O magistrado citou um registro em cartório, no qual o advogado Diego de Lima Gualda é oficializado como procurador do X — representando tanto a sede nos Estados Unidos quanto a filial da Irlanda.

“A alegação, em primeiro lugar, revela certo cinismo, já que, conforme consta no Contrato Social a que já se fez referência, uma das chamadas operadoras internacionais do X nada mais é do que a principal sócia da empresa brasileira, detendo a absoluta maioria do capital social”, ressaltou o magistrado.

Moraes incluiu Musk como investigado no inquérito das milícias digitais, que corre no Supremo, após uma série de ataques contra a Corte. No entanto, o bilionário continuou com as investidas e, na noite de segunda-feira, acusou o ministro de interferir na eleição do presidente Luiz Inácio Lula da Silva.

Motivações

Bruna Santos — gerente de campanha global da Digital Action e membro do Grupo Consultivo Multissetorial do Fórum de Governança da Internet da Organização das Nações Unidas (ONU) — afirma que os ataques de Musk podem ter como pano de fundo incômodo com a possibilidade de que o Brasil regulamente as plataformas digitais. Ela destaca que as declarações críticas dele contra instituições brasileiras são bem mais impactantes do que oposições aos governos da Europa e dos Estados Unidos.

“O que algumas pessoas do campo têm apontado é de fato essa disparidade nos países, das regras. No contexto europeu ou nos EUA, o nível de resposta do Twitter é diferente por razões diversas. Nos EUA, boa parte das empresas, inclusive o X, estão sediadas e obviamente têm uma cooperação maior. Na União Europeia, desde o ano passado, a legislação que regulamenta está em vigor, e as plataformas tem colaborado mais”, explica.

Mesmo diante do cenário atual, Bruna acredita que Musk entende a importância do mercado brasileiro para seus negócios. “É um mercado que faz sentido existir, por ser o mais populoso da América do Sul. O fato de Elon Musk não ter publicado as decisões do Supremo e não ter reativado os perfis nos faz acreditar que ele entende a importância do funcionamento da plataforma no Brasil. Como os processos tramitam em sigilo, ele estaria descumprindo a lei brasileira”, frisa.

A especialista cita o comércio de lítio, que atualmente tem a empresa Sigma Lithium como líder na exploração, além do avanço das operações da chinesa BYD no Brasil, como possíveis panos de fundo para a reação do bilionário sul-africano. “No caso do Musk, tudo é possível, principalmente para entender os interesses econômicos. Musk tem negócios no Brasil, seja com a Starlink, seja pelo próprio Twitter.

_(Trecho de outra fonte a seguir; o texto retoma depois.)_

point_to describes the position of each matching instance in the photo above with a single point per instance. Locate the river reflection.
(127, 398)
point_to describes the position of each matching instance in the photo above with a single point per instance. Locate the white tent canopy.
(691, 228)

Não duvidaria que exista uma ligação envolvendo o lítio e outras empresas dele com o Brasil”, completa.

O advogado Guilherme Guidi, especialista em direito digital, ressalta que a conduta de Musk também pode esconder interesses ideológicos e econômicos, além de um próprio posicionamento pessoal. “Suas críticas podem também refletir preocupações específicas com as formas e os critérios adotados na regulamentação, divergências ideológicas, posicionamento pessoal, entre tantos outros possíveis fatores. Fato é que a diferença no tratamento pode, inclusive, se dever a uma estratégia de posicionamento institucional, buscando defender pautas relevantes à empresa onde haja maior receptividade a tal tipo de argumento, seja pelo governo, seja pela sociedade”, afirma.